Custom Policies & Custom Assertions - 11g
By Prakash Yamuna-Oracle on Sep 07, 2011
I came across this blog entry by Izzak de Hullu on OWSM Custom Policies; while I really appreciate Izzak's inventiveness and feedback and we are working on improving things here - I thought I should comment on a few things.
The first thing to note about the blog entry is you can actually sign only particular elements in the SOAP message rather than the entire body. While it is true that the out of the box policies only support signing/encrypting the body of the message, like I mentioned in the OWSM Concepts - 11g post - you can define new OWSM policies using FMWCTL.
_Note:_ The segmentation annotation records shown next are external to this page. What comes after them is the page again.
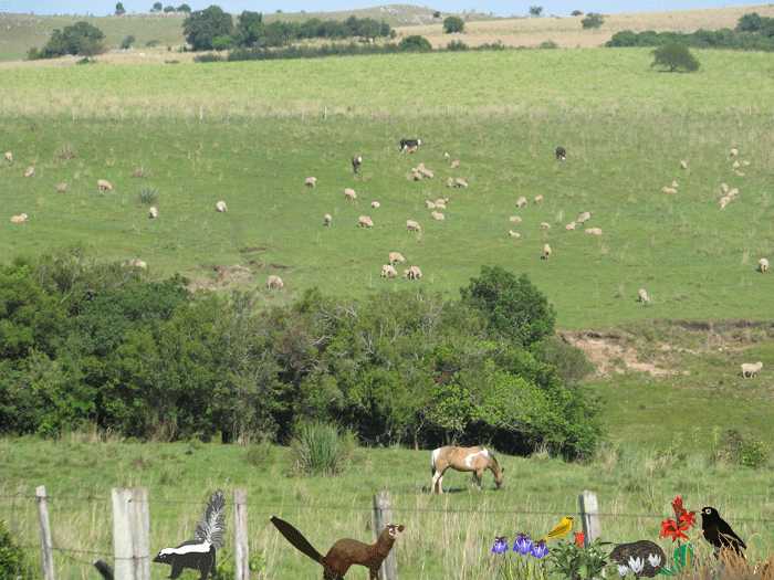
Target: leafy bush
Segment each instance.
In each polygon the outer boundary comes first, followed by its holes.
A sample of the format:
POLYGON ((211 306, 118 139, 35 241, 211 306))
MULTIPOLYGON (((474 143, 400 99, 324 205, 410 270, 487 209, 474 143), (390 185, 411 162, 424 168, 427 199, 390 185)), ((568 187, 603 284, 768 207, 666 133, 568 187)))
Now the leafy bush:
POLYGON ((682 42, 670 42, 656 49, 653 62, 650 65, 667 66, 670 73, 679 70, 692 73, 701 66, 682 42))
POLYGON ((291 441, 290 473, 335 475, 346 470, 355 449, 352 433, 341 435, 335 426, 325 423, 303 425, 291 441))
POLYGON ((603 14, 597 14, 596 12, 589 12, 580 21, 580 25, 584 29, 598 29, 605 23, 605 17, 603 14))

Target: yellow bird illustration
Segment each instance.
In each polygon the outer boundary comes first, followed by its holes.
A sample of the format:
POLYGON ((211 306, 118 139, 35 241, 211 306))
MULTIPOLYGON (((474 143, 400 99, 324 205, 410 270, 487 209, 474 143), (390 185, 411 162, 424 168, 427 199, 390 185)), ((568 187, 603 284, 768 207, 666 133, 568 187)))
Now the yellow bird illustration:
POLYGON ((559 521, 558 525, 554 529, 552 529, 547 536, 541 538, 541 541, 546 540, 548 538, 561 538, 565 534, 569 532, 572 528, 573 518, 567 516, 562 521, 559 521))

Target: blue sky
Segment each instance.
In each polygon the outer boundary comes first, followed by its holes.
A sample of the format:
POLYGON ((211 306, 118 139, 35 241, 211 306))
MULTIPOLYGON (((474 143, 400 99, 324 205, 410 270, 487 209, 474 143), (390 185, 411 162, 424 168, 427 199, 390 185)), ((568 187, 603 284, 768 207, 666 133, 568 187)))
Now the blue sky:
MULTIPOLYGON (((123 0, 127 12, 148 12, 157 0, 123 0)), ((186 0, 160 0, 163 6, 180 6, 186 0)), ((426 1, 426 0, 425 0, 426 1)), ((113 14, 117 0, 0 0, 0 12, 22 12, 35 14, 79 14, 86 13, 97 17, 113 14)), ((689 10, 695 8, 719 8, 730 6, 749 6, 747 1, 733 0, 533 0, 513 2, 506 0, 443 0, 437 3, 411 2, 410 0, 188 0, 192 10, 201 10, 210 4, 217 4, 227 12, 239 14, 242 10, 263 12, 264 14, 282 10, 284 12, 317 12, 327 10, 349 10, 370 8, 388 3, 416 3, 433 10, 459 12, 462 10, 480 10, 501 17, 525 15, 531 6, 542 6, 543 14, 568 15, 573 10, 583 12, 648 12, 660 10, 689 10)))

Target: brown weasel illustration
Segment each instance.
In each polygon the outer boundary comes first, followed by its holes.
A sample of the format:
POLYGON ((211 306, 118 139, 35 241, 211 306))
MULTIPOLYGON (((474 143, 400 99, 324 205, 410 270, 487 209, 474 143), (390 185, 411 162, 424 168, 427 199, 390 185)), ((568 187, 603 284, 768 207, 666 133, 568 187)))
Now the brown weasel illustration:
POLYGON ((301 531, 287 524, 287 521, 274 516, 269 519, 280 530, 280 534, 299 551, 323 566, 324 580, 341 580, 353 563, 368 568, 370 570, 370 580, 375 580, 378 577, 381 562, 385 561, 393 549, 395 539, 406 529, 406 526, 390 524, 384 529, 376 544, 363 544, 362 541, 343 538, 336 541, 323 558, 302 536, 301 531))

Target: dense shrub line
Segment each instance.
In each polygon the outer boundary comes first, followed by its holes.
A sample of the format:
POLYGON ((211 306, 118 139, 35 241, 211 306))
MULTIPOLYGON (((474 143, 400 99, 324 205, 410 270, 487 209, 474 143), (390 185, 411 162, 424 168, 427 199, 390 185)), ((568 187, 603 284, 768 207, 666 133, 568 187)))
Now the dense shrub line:
POLYGON ((366 444, 545 442, 568 456, 602 436, 576 382, 590 367, 548 338, 555 313, 526 276, 482 267, 458 300, 310 291, 268 310, 257 293, 145 276, 82 252, 0 266, 3 433, 90 422, 143 440, 284 442, 321 421, 366 444))

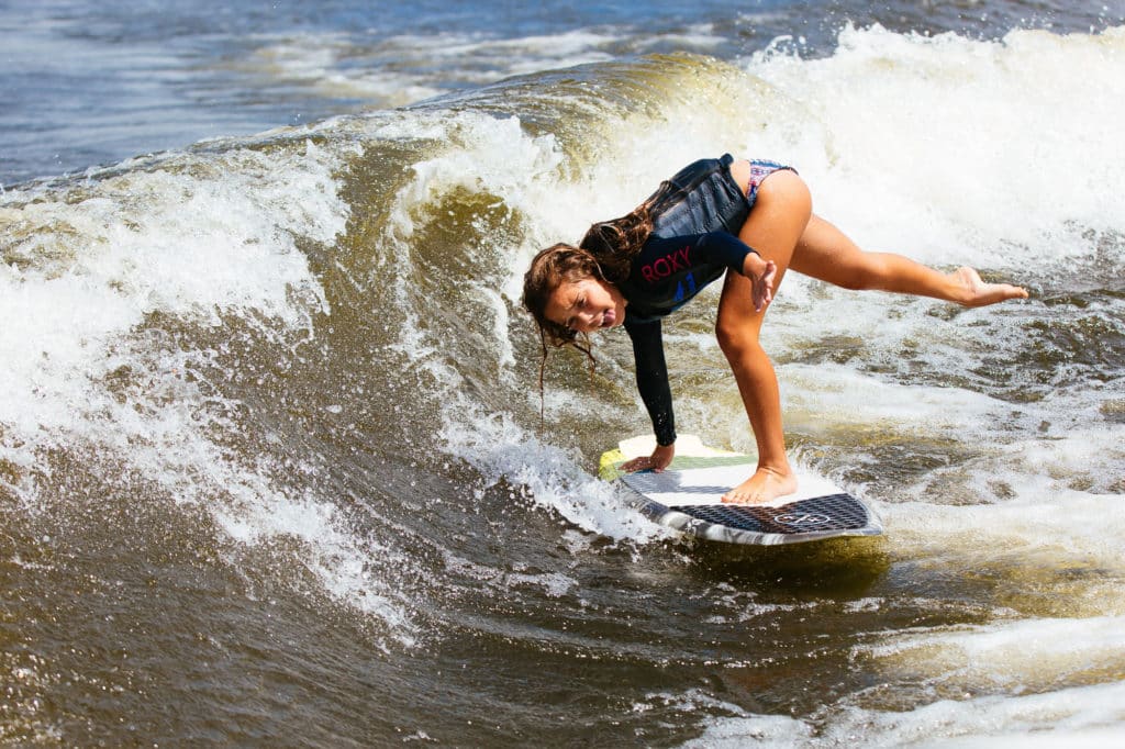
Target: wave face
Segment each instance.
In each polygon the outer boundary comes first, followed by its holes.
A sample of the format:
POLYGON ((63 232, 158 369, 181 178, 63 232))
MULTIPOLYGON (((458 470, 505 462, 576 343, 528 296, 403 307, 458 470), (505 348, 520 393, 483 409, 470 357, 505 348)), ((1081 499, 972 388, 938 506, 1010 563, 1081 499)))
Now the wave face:
MULTIPOLYGON (((1125 727, 1125 30, 846 29, 220 138, 0 198, 0 737, 874 746, 1125 727), (884 540, 669 538, 592 478, 623 333, 552 354, 538 247, 684 163, 794 164, 872 249, 1032 291, 786 278, 802 463, 884 540), (986 719, 984 715, 988 715, 986 719)), ((680 428, 753 448, 710 330, 680 428)))

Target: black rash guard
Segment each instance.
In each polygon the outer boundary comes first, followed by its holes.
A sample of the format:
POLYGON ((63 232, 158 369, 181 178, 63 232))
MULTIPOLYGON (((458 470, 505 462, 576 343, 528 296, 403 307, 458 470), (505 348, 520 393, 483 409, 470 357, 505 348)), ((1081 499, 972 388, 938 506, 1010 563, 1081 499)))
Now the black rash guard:
POLYGON ((619 286, 629 301, 624 327, 632 339, 637 388, 652 419, 658 444, 676 441, 660 318, 680 309, 728 268, 741 273, 746 255, 752 252, 755 251, 727 232, 654 235, 633 260, 629 279, 619 286))

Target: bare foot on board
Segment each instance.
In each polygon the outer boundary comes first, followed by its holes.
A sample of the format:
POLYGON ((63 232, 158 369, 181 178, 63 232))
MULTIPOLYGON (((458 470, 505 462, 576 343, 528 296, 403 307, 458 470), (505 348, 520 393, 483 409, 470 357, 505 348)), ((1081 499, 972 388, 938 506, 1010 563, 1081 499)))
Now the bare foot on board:
POLYGON ((968 265, 950 276, 964 288, 964 295, 957 301, 966 307, 984 307, 1008 299, 1027 298, 1027 289, 1010 283, 986 283, 980 273, 968 265))
POLYGON ((737 505, 764 505, 777 497, 796 491, 796 476, 759 468, 754 476, 722 495, 722 500, 737 505))

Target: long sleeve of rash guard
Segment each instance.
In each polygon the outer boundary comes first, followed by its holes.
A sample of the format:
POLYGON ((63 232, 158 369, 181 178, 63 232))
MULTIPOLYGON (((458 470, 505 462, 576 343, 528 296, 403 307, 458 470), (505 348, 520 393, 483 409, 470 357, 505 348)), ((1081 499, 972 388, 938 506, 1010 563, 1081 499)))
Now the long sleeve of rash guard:
POLYGON ((637 389, 652 419, 656 442, 669 445, 676 441, 676 419, 672 412, 672 388, 668 387, 668 367, 664 361, 660 321, 640 323, 627 319, 626 332, 632 339, 637 389))
POLYGON ((664 359, 660 318, 678 309, 728 269, 741 273, 746 255, 755 252, 727 232, 673 237, 651 236, 633 261, 621 286, 629 308, 626 331, 637 361, 637 389, 652 419, 656 441, 676 441, 672 389, 664 359))

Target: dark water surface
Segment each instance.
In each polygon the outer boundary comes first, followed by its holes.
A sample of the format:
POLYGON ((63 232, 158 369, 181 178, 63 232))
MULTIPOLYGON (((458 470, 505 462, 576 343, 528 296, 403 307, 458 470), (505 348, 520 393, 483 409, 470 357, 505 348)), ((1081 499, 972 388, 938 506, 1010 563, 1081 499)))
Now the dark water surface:
MULTIPOLYGON (((0 4, 0 741, 1118 742, 1122 16, 0 4), (630 512, 623 334, 540 422, 532 253, 723 151, 1032 291, 786 278, 792 454, 881 539, 630 512)), ((746 450, 716 298, 666 331, 678 425, 746 450)))

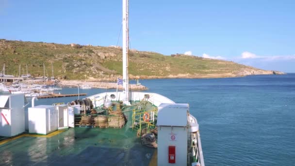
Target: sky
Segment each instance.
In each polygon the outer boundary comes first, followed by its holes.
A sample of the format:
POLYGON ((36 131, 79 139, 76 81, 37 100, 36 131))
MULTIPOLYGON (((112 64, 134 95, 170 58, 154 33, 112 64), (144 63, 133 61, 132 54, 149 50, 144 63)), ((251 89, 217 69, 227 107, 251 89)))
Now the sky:
MULTIPOLYGON (((295 0, 130 0, 129 6, 131 49, 295 72, 295 0)), ((0 38, 121 46, 121 0, 0 0, 0 38)))

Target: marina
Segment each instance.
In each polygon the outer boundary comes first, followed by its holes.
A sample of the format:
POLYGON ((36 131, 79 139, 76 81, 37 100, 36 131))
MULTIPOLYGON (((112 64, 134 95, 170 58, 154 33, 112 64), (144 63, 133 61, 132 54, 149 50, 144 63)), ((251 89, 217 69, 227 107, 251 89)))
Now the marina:
POLYGON ((81 93, 79 94, 60 94, 57 93, 51 93, 46 96, 38 96, 38 99, 47 99, 47 98, 63 98, 63 97, 71 97, 79 96, 86 96, 86 93, 81 93))

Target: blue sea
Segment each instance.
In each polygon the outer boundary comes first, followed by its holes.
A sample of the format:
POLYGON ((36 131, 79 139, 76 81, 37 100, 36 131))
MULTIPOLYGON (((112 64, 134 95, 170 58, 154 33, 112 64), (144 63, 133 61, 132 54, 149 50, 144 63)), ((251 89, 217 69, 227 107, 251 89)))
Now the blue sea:
MULTIPOLYGON (((206 166, 295 165, 295 74, 140 82, 147 91, 189 103, 199 124, 206 166)), ((113 91, 80 92, 90 96, 113 91)), ((60 92, 78 91, 64 88, 60 92)), ((75 99, 41 99, 36 104, 75 99)))

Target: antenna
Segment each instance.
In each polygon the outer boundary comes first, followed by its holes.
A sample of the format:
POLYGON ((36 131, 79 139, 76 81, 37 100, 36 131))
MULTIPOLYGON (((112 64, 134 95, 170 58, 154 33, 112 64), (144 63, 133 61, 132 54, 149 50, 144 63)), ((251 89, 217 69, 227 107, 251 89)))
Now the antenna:
POLYGON ((43 82, 45 82, 45 63, 43 63, 43 72, 44 72, 44 80, 43 82))
POLYGON ((128 22, 129 0, 123 0, 123 102, 129 103, 129 79, 128 78, 128 50, 129 29, 128 22))
POLYGON ((53 62, 51 62, 51 69, 52 70, 52 78, 53 78, 53 62))

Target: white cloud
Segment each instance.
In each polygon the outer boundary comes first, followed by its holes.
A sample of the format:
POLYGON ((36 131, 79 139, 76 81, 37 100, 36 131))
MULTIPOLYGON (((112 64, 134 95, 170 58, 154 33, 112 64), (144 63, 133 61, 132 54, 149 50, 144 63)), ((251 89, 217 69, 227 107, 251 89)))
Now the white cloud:
POLYGON ((204 58, 214 59, 225 59, 225 58, 221 56, 210 56, 206 53, 203 53, 202 57, 204 58))
POLYGON ((247 51, 243 52, 242 53, 242 58, 243 59, 249 59, 249 58, 259 58, 259 56, 254 54, 254 53, 252 53, 251 52, 249 52, 247 51))
POLYGON ((193 54, 193 52, 192 52, 191 51, 185 51, 184 52, 184 54, 186 55, 192 55, 193 54))
POLYGON ((242 59, 255 59, 259 58, 262 60, 295 60, 295 55, 277 55, 277 56, 258 56, 253 53, 245 51, 242 53, 242 59))

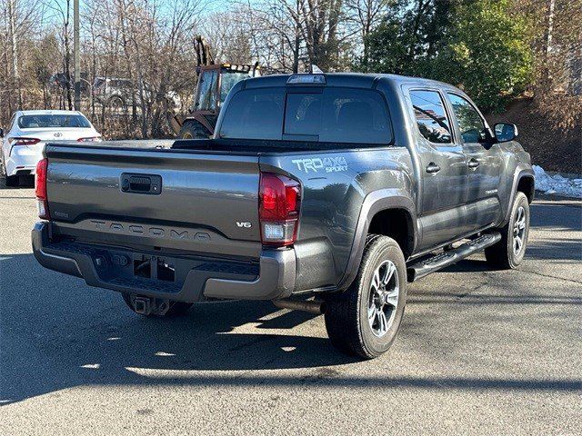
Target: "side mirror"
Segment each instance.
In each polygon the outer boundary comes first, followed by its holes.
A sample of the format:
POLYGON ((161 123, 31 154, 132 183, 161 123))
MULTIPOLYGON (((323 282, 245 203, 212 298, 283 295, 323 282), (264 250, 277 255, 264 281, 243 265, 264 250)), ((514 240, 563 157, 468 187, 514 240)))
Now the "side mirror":
POLYGON ((509 123, 497 123, 493 126, 497 143, 507 143, 517 137, 517 126, 509 123))

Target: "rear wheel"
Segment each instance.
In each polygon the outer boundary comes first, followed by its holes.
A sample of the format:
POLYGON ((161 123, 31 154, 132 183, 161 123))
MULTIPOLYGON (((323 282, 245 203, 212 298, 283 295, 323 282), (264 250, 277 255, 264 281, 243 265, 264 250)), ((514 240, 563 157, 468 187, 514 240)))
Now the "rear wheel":
POLYGON ((485 249, 485 258, 496 268, 515 268, 524 260, 529 234, 529 202, 524 193, 516 193, 509 222, 500 233, 501 241, 485 249))
POLYGON ((135 293, 123 292, 121 296, 133 312, 143 316, 172 317, 186 314, 194 303, 185 302, 172 302, 156 298, 140 297, 135 293), (148 300, 150 310, 144 312, 139 304, 139 299, 148 300), (137 299, 137 301, 136 301, 137 299))
POLYGON ((386 352, 396 339, 406 301, 406 268, 392 238, 367 238, 357 276, 326 299, 326 328, 338 350, 364 359, 386 352))
POLYGON ((180 139, 208 139, 210 132, 196 121, 186 121, 178 134, 180 139))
So to achieve the use-case Izzak was attempting - To sign/encrypt particular elements - you can do the following:
- make a copy of "oracle/wss11_message_protection_service_policy" - let's call it "acme/wss11_message_protection_elements_service_policy". (See section "Creating a Web Service Policy from an Existing Policy"
- edit the policy to remove signing/encryption of the body and add elements to be signed and encrypted. This is described in the Security and Administrator's Guide unfortunately - it is in the appendix under the section "Predefined Assertion Templates". See Table titled "Request, Response, and Fault Message Signing and Encryption Settings"
The second and probably the more important thing to note is that Izzak is using some methods that are not exposed by the OWSM Extensibility Guide. This is not something I would recommend - as these methods are subject to change.
In a future post I hope to have a sample how to that describes this in detail.